WOMMA Influencer Guidebook 2013

WOMMA's new guidance on influencer marketing begins with the assertion: "This is not an update to the 2008 WOMMA Influencer Handbook - this is a complete rewrite ..."

I'm not a WOMMA member but I am a special adviser to AMEC and The Conclave, and it was in this capacity that Brad Fay and I invested more than a few hours with WOMMA's Neil Beam to lend our insight and points of view and, we hope, help make this guidebook the complete rewrite it's turned out to be.

I've expressed Euler Partners' approach to influence in recent posts, notably "Influence - request for comments" (slidestack included below for your convenience), and we were delighted to have the opportunity to present these to the WOMMA team. In particular:

7 billion influencers

There are, I'm told, 7 billion of us on the planet, so there are 7 billion influencers. The new phrase then for those considered to be more influential than others is "key influencer". This may sound like semantics, but behaviour is affected by language. If practitioners don't appreciate the complexity of influence they will be less effective in their consultancy and practice.

A cohort

The mathematicians and data scientists presenting their work at the ACM SIGKDD Conferences on Knowledge Discovery and Data Mining investigate what they call "influence maximisation" (see the slidestack for more information). Importantly, they've discovered that we can't readily attribute one individual with 'having' influence. We can only approach the problem by identifying a cohort of individuals who together may help the influence sought spread further than otherwise.

I'm particularly delighted then that there are seven references to "cohort" in the guidance.

Defining influence

We define influence as a change in opinion or behaviour. The guidance proposes: "The ability to cause or contribute to a change in opinion or behavior."

We still defer to our definition because it's the very outcome that so-called influencer marketers seek. Any quantitative attribution of influence being 'possessed' by an individual can only be qualified by looking for this outcome. This distinction has been recognised in the guidance however, and appropriately so:

"There are two distinct states of influencer measurement that are relative to the point in time an influencer marketing program begins: 1. The potential to influence (before); 2. Actual, observed influence (during/after)."

Reciprocity

So far so brilliant then. Yet we believe one thing is missing from the guidance, and from our experience of working with marketing practitioners and those intent on the excellence model of PR, this omission characterises the different emphases of the two disciplines.

We have a mantra: to influence better, be influenced better.

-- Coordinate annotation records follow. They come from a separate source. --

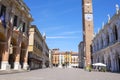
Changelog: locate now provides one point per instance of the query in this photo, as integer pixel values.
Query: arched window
(115, 32)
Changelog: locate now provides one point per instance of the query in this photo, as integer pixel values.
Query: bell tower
(87, 21)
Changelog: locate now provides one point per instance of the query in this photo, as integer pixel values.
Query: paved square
(61, 74)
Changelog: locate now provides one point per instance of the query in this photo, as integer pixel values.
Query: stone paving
(61, 74)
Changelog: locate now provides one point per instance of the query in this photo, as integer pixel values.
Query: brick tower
(87, 18)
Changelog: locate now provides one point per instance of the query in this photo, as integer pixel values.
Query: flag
(19, 28)
(2, 18)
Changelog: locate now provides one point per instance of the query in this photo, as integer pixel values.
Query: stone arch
(12, 52)
(2, 44)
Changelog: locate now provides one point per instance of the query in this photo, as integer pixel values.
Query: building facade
(15, 21)
(64, 59)
(74, 60)
(81, 55)
(38, 50)
(87, 17)
(106, 43)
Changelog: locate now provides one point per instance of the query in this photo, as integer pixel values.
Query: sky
(61, 20)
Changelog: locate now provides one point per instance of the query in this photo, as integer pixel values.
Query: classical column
(5, 56)
(17, 65)
(60, 65)
(25, 65)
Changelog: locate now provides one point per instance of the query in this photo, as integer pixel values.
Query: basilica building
(106, 43)
(15, 21)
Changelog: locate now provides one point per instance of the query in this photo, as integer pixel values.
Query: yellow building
(15, 21)
(64, 59)
(38, 50)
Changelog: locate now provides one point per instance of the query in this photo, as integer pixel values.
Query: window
(15, 21)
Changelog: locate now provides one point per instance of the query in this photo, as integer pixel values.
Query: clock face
(89, 17)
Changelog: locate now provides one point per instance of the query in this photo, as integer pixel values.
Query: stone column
(60, 65)
(17, 65)
(5, 56)
(25, 65)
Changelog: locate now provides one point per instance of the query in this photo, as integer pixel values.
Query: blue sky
(61, 20)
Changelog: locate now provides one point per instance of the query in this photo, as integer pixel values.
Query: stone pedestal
(17, 66)
(5, 65)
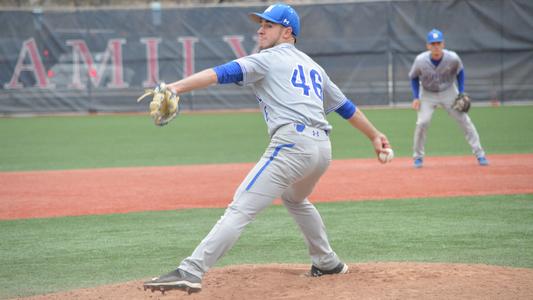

This reciprocity is not blatantly recognised let alone promoted in the guidance. The nearest thing to it comes in the listing of five key ethical principles: trust, integrity, respect, honesty, responsibility. You could argue that to build trust and demonstrate respect requires working as hard at being influenced by those that matter to you as trying to influence them. We think our mantra should stand alone from a pure effectiveness perspective however, and perhaps we can continue to exert influence as and when the guidance is next up for revision.